第三章

雑用係 クソガキを試験に送り出す


 トントントン。


 リズミカルに包丁が躍る。一振りごとに油揚げを、ネギを、豆腐を刻み、クツクツと音を立てて煮える味噌を溶かした湯に順序良く投入。


 時折味を微調整しながら、同時進行している魚の焼き加減の確認。……良い具合だ。


「さて。次はアイツの好きな卵焼きも作ってと……お~いクソガキっ! そろそろ起きろっ! もうすぐ朝食だぞっ!」


 俺はフライパンに溶き卵を流し込みながら、手を止めずにネルに呼び掛ける。すると、



「は~い! おはよう。オジサン!」

「うおっ!? 居たのか!? もうすぐ朝食だから早く顔洗ってこいっ!」



 急にすぐ後ろから返事が返ってきたので驚いた。そこにはドッキリ成功とばかりにニヒヒと笑うネルの姿が。料理に集中していて気が付かなかった。

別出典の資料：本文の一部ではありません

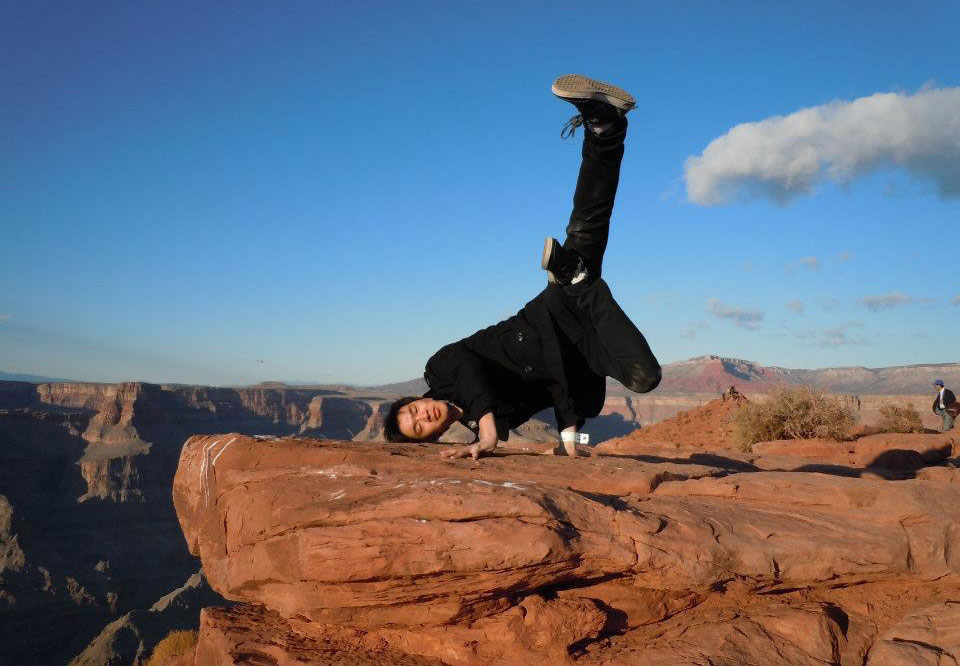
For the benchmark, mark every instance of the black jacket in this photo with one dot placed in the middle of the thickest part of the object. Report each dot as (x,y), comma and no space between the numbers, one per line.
(520,366)
(948,399)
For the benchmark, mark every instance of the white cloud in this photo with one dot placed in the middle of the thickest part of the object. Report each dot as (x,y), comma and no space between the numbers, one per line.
(838,337)
(782,157)
(805,262)
(743,318)
(886,301)
(690,332)
(832,337)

 素直に洗面所に向かうネルの様子を見ると元気溌剌といった感じ。昨日の事もあって寝不足にでもなっているかと思ったが杞憂だったな。





「頂きま~すっ!」

「頂きます。……っておい!? もうちょっと落ち着いて食え!」

「だって今日はいよいよ試験だよ! 普段より念入りに栄養補給をしとかないと」


 好物の卵焼きを真っ先に口いっぱい幸せそうに頬張るネル。どこかハムスターのような姿に、ほっこりするというか呆れるというか。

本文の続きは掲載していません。